Ashcroft's Brown Scare

By Achal Mehra

John Ashcroft's war on terror will occupy the odious space between Japanese internment camps and Joseph McCarthy's Red Scare.

In perhaps a decade, let's hope less, when the passions unleashed by the horrific events of Sept 11 have ebbed, Attorney General John Ashcroft's war on terror will occupy the odious space between Japanese internment camps and Joseph McCarthy's Red Scare.
Calculatingly preying on people's fears and passions, Ashcroft has unleashed the single biggest frontal assault on individual and civil rights since World War II.
Nearly 1,200 people have been detained without public disclosure; hundreds of aliens have been deported in secrecy; scores have been held in indefinite preventive detention without any charges and denied their constitutionally guaranteed right to a lawyer; and thousands of innocent people have been subjected to excruciating, often humiliating, interrogations, simply because they belonged to the wrong ethnic group or religion.
In a throwback to the practices of the Gestapo in Nazi Germany, Ashcroft's Justice Department even refuses to dislose the names of people caught up in its dragnet. U.S. District Judge Gladys Kesseler wrote in her opinion, ordering the attorney general to disclose the names of detainees, "Unquestionably, the public's interest in learning the identities of those arrested and detained is essential to verifying whether the government is operating within the bounds of the law."
She cautioned, "Secret arrests are a concept odious to a democratic society."

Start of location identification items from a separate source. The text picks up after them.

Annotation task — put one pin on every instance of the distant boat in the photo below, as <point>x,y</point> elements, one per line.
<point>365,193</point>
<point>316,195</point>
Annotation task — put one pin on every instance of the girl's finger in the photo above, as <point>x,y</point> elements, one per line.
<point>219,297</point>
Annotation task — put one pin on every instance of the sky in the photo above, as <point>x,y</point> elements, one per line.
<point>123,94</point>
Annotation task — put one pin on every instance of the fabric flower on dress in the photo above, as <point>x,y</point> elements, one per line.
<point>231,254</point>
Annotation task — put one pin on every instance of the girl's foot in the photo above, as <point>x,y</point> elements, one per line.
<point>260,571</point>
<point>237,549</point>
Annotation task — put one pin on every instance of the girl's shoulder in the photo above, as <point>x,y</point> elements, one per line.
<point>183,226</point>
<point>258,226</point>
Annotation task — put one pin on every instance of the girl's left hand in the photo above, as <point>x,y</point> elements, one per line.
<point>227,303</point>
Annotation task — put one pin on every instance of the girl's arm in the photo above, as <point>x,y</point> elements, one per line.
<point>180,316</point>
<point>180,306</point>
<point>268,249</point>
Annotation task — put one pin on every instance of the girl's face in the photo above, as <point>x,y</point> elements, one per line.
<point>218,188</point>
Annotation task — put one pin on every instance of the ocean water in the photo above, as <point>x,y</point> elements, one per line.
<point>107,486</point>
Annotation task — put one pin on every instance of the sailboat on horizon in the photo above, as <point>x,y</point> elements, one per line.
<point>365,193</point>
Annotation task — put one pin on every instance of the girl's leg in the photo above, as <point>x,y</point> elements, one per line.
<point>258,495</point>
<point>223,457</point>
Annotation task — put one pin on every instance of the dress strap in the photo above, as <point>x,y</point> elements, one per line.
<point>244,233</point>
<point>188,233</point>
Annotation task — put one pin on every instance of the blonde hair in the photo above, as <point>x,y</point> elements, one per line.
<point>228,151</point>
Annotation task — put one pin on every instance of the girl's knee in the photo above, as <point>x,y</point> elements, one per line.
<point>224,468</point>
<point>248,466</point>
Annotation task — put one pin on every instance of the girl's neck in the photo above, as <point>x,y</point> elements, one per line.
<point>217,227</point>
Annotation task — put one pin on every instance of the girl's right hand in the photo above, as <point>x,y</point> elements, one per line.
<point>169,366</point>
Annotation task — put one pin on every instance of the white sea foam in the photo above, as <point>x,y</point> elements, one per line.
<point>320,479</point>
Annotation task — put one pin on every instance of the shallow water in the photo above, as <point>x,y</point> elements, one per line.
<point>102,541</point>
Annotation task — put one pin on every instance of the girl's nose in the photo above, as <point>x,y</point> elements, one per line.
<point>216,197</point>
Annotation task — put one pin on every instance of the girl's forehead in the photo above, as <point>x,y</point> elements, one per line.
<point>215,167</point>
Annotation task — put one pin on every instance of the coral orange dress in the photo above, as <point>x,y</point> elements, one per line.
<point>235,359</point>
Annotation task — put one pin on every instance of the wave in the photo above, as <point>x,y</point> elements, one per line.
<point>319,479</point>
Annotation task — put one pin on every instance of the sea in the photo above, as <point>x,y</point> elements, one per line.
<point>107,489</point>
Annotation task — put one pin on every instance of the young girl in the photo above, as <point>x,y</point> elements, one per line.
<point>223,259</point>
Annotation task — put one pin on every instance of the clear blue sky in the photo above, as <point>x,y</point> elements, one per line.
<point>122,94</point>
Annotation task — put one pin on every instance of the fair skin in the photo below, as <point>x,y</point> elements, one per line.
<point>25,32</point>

Former U.S. Secretary of State Warren Christopher has drawn parallels between the secret detentions and the notorious "disappeareds" incidents in Pinochet's Argentina.
Attorney General Ashcroft is busy establishing his TIPS (Terrorism Information and Preventions System) project, which aims to recruit an organized corps of citizens, drawn from employees of utility companies, delivery services and the post office, to report suspicious activities to the government. The project is strikingly similar to the revolting and discredited practices of the Soviet Communists, who forced citizens to spy on families and neighbors.

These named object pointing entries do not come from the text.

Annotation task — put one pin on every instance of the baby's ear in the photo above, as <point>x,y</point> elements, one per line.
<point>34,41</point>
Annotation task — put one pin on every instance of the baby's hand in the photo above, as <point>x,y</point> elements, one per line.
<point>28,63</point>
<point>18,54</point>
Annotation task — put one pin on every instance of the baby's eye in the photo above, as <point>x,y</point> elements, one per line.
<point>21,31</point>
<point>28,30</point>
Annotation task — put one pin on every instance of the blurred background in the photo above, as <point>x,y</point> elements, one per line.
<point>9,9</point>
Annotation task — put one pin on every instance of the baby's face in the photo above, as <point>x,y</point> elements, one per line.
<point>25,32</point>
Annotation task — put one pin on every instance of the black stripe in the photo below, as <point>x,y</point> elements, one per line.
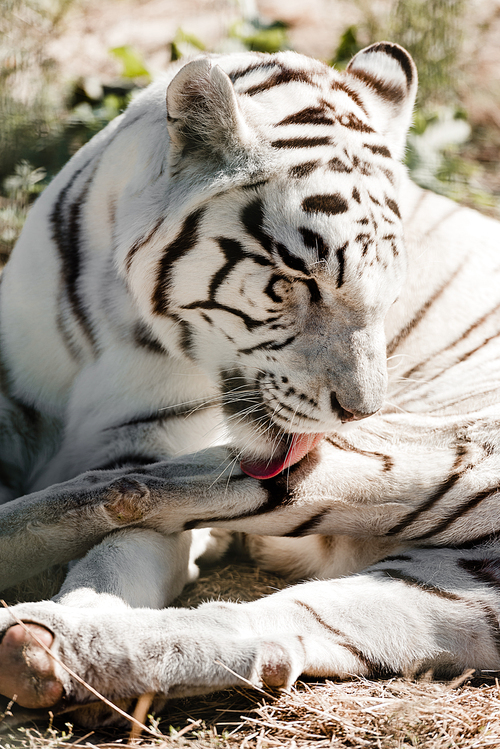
<point>268,346</point>
<point>278,78</point>
<point>237,74</point>
<point>345,642</point>
<point>458,340</point>
<point>443,489</point>
<point>337,165</point>
<point>340,253</point>
<point>352,122</point>
<point>301,142</point>
<point>391,92</point>
<point>399,54</point>
<point>254,185</point>
<point>140,243</point>
<point>302,170</point>
<point>182,244</point>
<point>340,86</point>
<point>314,292</point>
<point>342,444</point>
<point>66,233</point>
<point>269,290</point>
<point>252,218</point>
<point>291,261</point>
<point>308,116</point>
<point>186,337</point>
<point>166,414</point>
<point>390,204</point>
<point>461,510</point>
<point>314,241</point>
<point>397,558</point>
<point>420,314</point>
<point>380,150</point>
<point>330,204</point>
<point>249,322</point>
<point>394,574</point>
<point>233,252</point>
<point>483,570</point>
<point>471,543</point>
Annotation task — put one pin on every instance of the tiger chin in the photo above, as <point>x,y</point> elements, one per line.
<point>232,310</point>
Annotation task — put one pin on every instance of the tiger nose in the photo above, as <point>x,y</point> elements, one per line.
<point>347,414</point>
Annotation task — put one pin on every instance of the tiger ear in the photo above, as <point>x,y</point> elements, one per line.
<point>389,77</point>
<point>203,112</point>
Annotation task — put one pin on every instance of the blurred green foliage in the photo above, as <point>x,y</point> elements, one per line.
<point>133,65</point>
<point>41,129</point>
<point>185,45</point>
<point>261,37</point>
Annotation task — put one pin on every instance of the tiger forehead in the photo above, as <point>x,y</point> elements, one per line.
<point>332,218</point>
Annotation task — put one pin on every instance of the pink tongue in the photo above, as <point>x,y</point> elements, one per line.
<point>300,445</point>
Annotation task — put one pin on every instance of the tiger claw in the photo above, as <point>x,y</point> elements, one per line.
<point>127,500</point>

Already, the FBI and CIA have acquired sweeping new powers to engage in domestic spying, monitoring Internet sites, telephone conversations, libraries, churches and political organizations. Law enforcement officials are busy deploying state-of-the-art video and Internet surveillance equipment in public and private spaces in scenes eerily reminiscent of Orwell's 1984. North Carolina Senator John Edwards dubbed one X-ray scanning devise as the "equivalent of an electronic strip search, revealing the naked body along with any concealed weapons."
The Justice Department defends its draconian practices, gloating that they have "incapacitated and disrupted some ongoing terrorist plans." Only we must take their word on it.
A free society does not rest its hopes on the unverifiable assertions of government officials with unchecked powers. America is built on the premise of individual liberties and the rule of law. Guilt by association or because of membership in a religious or ethnic group is both illegal and an anathema in the American tradition. U.S. constitutional theory is predicated on the assumption of an individual's innocence, a practice the U.S. Justice Department has turned on its head.
Tragically, in these impassioned times, much as during the periods of the Japanese internments and the Red Scare, Americans cannot fathom the magnitude of Ashcroft's subversion of the U.S. constitutional process. We must rest our hopes on his excesses, which unrestrained power inevitably fosters, and the judgment of history, which cannot be too soon in coming.